8 Jan, 2018 15:39 / Updated 7 years ago

Carrie Gracie was forced to sit in silence as the highest paid male presenter on BBC’s Today program interviewed another woman about Gracie’s own resignation over pay, because of BBC impartiality rules.

BBC’s China editor, Carrie Gracie, announced her resignation on Sunday in protest over the gender pay gap at the taxpayer-funded organization. She said the BBC was “breaking inequality laws” in an open letter published on her website.

“I am not asking for more money,” Gracie said.

“I believe I am very well paid already – especially as someone working for a publicly funded organisation. I simply want the BBC to abide by the law and value men and women equally.”

In response to the pay-gap debacle, the BBC has reportedly banned any reporters who have tweeted about the Gracie issue from presenting news stories on the subject.

It is understood that senior BBC editors met on Monday.
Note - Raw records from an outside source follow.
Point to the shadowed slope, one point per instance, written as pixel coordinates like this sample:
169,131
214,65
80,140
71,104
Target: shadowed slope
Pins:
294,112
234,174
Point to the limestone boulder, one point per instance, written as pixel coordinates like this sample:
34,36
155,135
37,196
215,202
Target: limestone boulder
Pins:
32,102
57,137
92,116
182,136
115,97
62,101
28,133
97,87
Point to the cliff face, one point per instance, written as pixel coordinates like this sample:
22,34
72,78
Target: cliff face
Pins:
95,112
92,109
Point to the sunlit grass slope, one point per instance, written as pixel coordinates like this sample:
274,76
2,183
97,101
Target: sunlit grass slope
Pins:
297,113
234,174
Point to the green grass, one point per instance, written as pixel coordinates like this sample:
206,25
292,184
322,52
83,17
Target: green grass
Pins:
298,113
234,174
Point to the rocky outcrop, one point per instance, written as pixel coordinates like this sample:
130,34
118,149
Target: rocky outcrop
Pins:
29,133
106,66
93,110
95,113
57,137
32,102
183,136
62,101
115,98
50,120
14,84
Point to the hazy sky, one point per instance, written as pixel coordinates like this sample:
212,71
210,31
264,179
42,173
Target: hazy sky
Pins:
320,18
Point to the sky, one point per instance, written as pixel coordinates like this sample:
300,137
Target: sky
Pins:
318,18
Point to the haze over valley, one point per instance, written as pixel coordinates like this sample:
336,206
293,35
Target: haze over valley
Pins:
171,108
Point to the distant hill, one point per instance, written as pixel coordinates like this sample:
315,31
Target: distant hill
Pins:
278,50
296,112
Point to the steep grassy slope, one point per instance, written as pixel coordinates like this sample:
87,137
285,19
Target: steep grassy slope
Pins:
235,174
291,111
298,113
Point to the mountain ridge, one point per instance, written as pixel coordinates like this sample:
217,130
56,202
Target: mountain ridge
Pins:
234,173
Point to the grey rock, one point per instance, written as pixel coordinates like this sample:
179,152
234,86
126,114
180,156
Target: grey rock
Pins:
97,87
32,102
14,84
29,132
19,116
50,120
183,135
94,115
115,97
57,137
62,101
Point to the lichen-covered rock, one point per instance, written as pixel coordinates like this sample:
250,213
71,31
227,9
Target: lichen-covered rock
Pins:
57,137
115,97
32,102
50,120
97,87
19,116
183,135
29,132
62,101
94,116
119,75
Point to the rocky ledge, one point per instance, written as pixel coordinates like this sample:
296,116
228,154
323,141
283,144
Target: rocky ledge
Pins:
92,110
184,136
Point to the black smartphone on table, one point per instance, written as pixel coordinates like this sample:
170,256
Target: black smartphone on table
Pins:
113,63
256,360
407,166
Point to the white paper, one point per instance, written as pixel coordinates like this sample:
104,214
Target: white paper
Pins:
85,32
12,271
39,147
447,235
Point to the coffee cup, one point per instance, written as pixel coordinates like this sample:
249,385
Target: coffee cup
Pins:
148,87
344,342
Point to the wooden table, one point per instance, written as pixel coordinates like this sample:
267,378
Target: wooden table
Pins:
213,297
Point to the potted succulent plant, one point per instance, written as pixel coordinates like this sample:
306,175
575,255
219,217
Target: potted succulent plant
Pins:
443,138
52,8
Management have reportedly advised staff in the meeting to enforce the BBC’s impartiality existing guidelines in relation to the story.

"The message was 'Anyone in any capacity who has tweeted about it, then those people cannot do equal pay stories’,” a source told BuzzFeed.

In an odd turn of events, Monday’s Today program on BBC Radio 4 was co-hosted by Gracie and John Humphrys – the national broadcaster’s highest paid news presenter.

Due to impartiality rules, as Humphry interviewed Mariella Frostrup about equal pay and Gracie’s own resignation, the now-former China editor was made to sit in silence, disallowed from joining the discussion.

The Twitterverse was quick to point out the irony of the situation.

In July last year, the BBC was forced by government request to reveal the salaries of all employees earning more than £150,000 ($203,000) a year. Humphrys earns between £600,000 and £649,000 a year. Gracie famously revealed her salary on air during the MPs’ expenses scandal: a measly £92,000 a year when compared to Humphry’s swelling coffers.

A BBC spokesperson had defended the BBC’s pay structure, stating that the national broadcaster performs “considerably better than many and are well below the national average.”

“Alongside that, we have already conducted an independent judge led audit of pay for rank and file staff which showed ‘no systemic discrimination against women,’” the spokesperson said.

“A separate report for on air staff will be published in the not too distant future.”